How much leave do you get (with caveats)

Swango1980

Well-known member
Joined
Jul 22, 2019
Messages
14,406
Location
Lincolnshire
Visit site
Was just wondering how many days leave general workers get in here? Not including weird jobs like teachers, who obviously get the school holidays. And not including bank holidays.

We get 25 days a year, which I'm guessing is pretty standard?

Also, does anyone get additional days the longer they work in the firm, or perhaps based on their position within the firm?
 
25 days.
If with the company for 5 years an additional day (I'm a year and a half away from that), 10 years another two additional days.
Can buy up to 5 days extra.
 
I get 27 days, plus we shut down between Christmas and New Year so I don't have to work those days (27,28,29 Dec). Plus I get 2 additional days which, I don't really understand how they work, but they're like two extra days you can only use as one-offs on certain occasions.
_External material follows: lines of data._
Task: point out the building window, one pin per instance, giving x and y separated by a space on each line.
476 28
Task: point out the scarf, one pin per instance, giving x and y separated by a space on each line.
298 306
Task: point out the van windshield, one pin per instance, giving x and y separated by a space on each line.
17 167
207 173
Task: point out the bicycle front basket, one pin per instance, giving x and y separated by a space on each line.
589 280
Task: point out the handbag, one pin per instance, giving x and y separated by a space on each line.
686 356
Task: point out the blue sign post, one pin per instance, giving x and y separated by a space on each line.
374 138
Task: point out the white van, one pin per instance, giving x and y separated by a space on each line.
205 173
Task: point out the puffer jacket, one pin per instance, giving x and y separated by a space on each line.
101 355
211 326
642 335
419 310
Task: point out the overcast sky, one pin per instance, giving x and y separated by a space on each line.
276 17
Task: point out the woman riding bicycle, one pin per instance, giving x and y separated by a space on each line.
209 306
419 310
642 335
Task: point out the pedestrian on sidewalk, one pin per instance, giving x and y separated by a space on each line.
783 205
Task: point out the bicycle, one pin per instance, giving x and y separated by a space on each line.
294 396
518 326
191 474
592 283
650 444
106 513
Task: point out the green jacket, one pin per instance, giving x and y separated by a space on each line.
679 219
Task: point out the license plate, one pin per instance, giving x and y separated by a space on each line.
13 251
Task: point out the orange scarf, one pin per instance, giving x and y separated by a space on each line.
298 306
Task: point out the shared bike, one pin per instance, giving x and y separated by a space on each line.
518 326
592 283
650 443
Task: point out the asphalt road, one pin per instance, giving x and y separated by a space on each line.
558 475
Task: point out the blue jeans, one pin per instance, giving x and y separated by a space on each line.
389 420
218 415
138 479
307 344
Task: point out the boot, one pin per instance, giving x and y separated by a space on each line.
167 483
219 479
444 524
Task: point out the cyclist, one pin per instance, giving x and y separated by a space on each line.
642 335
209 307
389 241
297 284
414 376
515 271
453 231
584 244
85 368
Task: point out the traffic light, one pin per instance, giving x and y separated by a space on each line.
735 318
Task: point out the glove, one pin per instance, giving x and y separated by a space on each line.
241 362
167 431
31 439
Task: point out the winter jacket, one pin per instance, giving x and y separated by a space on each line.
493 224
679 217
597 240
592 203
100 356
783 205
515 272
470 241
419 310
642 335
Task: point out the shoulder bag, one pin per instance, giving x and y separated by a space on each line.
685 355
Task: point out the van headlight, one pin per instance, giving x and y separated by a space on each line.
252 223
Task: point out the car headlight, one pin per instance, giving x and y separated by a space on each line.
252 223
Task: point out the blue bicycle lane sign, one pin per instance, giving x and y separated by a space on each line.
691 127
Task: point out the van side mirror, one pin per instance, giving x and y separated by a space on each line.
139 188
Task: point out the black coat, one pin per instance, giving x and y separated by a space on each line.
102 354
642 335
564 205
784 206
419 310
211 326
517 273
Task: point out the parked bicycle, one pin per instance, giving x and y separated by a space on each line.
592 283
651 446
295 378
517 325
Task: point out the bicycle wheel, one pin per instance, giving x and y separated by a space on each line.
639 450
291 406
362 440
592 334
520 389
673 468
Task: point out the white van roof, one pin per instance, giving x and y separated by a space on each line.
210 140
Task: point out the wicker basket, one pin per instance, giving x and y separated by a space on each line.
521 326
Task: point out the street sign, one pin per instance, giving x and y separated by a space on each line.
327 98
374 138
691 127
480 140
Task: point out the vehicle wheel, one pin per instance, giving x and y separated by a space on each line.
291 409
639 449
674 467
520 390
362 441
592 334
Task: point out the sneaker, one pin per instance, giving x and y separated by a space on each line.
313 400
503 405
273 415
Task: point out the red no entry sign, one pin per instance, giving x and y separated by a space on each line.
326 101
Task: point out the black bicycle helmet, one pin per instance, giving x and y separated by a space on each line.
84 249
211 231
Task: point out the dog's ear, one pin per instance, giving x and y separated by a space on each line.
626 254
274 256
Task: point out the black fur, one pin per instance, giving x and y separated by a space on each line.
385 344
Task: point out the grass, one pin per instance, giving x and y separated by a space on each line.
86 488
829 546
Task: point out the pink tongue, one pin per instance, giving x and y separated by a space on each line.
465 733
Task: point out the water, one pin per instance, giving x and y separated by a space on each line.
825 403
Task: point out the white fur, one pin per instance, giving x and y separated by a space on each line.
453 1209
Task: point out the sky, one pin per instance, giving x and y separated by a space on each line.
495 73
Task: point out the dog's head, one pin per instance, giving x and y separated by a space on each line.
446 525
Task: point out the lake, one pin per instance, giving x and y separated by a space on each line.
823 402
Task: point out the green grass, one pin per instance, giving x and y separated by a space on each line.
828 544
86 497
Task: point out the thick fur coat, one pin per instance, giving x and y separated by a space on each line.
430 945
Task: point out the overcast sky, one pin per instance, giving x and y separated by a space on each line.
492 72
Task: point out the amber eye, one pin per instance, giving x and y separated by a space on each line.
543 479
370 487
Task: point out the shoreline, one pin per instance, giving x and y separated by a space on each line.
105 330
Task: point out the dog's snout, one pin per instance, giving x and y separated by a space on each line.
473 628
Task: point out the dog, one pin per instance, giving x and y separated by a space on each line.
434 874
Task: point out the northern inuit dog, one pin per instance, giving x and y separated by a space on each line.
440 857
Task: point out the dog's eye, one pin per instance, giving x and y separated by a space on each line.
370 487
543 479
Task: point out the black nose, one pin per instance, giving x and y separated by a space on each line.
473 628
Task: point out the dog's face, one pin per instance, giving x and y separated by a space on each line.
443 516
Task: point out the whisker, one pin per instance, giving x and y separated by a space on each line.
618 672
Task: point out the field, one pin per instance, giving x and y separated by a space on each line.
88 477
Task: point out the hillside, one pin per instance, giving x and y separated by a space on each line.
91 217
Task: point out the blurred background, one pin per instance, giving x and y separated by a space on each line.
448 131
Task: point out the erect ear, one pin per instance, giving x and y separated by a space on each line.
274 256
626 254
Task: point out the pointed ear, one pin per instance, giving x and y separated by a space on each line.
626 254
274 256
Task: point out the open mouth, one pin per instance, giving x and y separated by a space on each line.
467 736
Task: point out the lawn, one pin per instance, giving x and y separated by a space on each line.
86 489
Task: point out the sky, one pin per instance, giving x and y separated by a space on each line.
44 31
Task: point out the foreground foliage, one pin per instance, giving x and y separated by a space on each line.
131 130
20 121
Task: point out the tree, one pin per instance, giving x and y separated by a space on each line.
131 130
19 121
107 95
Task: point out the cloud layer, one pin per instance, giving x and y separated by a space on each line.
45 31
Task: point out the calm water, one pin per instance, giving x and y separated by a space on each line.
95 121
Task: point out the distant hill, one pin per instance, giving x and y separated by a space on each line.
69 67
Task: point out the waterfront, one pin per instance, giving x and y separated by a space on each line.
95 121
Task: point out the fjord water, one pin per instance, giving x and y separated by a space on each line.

If you add all that up I guess it makes 32.

I have gained 5 additional days by being with the company for over a decade - every two years you get one additional day. It caps at 5 though so I won't get anymore now.
 
I've worked on a 14 days on/off rota for nearly 17 years!!
In some ways it works well for the golf and other times it doesn't.
My wife works a 'normal' job and she gets 32 plus bank holidays, she has to take Christmas day and Boxing day, she can take the other bank holidays whenever it suits.
 
I've been with my employer for 27 years, so I'm maxed out at 30 days A/L. But I'm currently 80% time so it's reduced to 24 days.
 
Very very interesting, as this was exactly the sort of thing I was thinking of suggesting to the board.

Firstly, I felt it would be a nice thing for staff if they were rewarded an additional days leave for 2 years service, up to a maximum of 30 days (i.e. increased as they get to 10 years service).

Furthermore, we work in an office and not retail or public facing, so Xmas is absolutely dead. However, we have to come in those 3 days over Xmas unless we use up our annual leave. Today we have stressed staff, because some have already booked those 3 days off and now it means they will probably need to come in. The office is absolutely dead over Xmas, as pretty much all our clients are off. Yet the idea is that there should be staff in the office on the very off chance there is a phone call and we need to respond to a software activation or something. So I was going to suggest we should close down over Xmas. Even asking staff to use up 1.5 days of their leave and we give them 1.5 days leave as a sort of compromise.

I'm glad that is seems that other companies do things like this, and I'm not living in dreamland.
 
The maximum I used to get in the police was 30 days (taken in hours) - from memory I started on quite a lot less and was “awarded” additional leave as I progressed through my service.

Bank holidays were treated separately. If you were rostered to be off then you got an additional rest day in lieu. If you were rostered to work and you worked it you got paid overtime. If you were rostered to work and were given the day off (we always worked to minimum staffing levels on bank holidays because of the financial cost) then you simply had the day off - no owed additional day, no financial recompense.

My sister in law worked for the NHS as a district nurse. She got 30 odd days, plus bank holidays, plus a day in lieu for all the bank holidays.
 
25 days plus bank holidays, I’ve been with the same firm for almost 18 years and they don’t do a loyalty scheme where you get extra days for x years of service. Still got shed loads left to use up by March and I’ll be working away in Perth for a least 6 weeks out of the next three months 🤦🏻
 
@Swango 1980. Are you ex military by any chance? Where I worked the only person who called holidays "leave" had been in the army. Btw, I got 30 days because I was senior
No, not me. Our company just refers to it as Annual Leave.

Mind you, I'm in Lincolnshire and I'm surrounded by ex-military types, especially on the golf course. Maybe it has been an influence in my language.
 
Was 25 days thoughout my working life - though in my last job I reached 16yrs and so had triggered an extra day.

Early days in one employment my boss spotted that I’d booked half day holiday. He asked if I was doing anything in particular. I think I might have had a dentist appointment. He told me that my holiday entitlement was for holidays, and as I worked plenty of extra hours unpaid (nature of my job) I don‘t need to book holiday for such things as dentist/doctors appointments or for picking up kids from school etc. Best boss I ever had.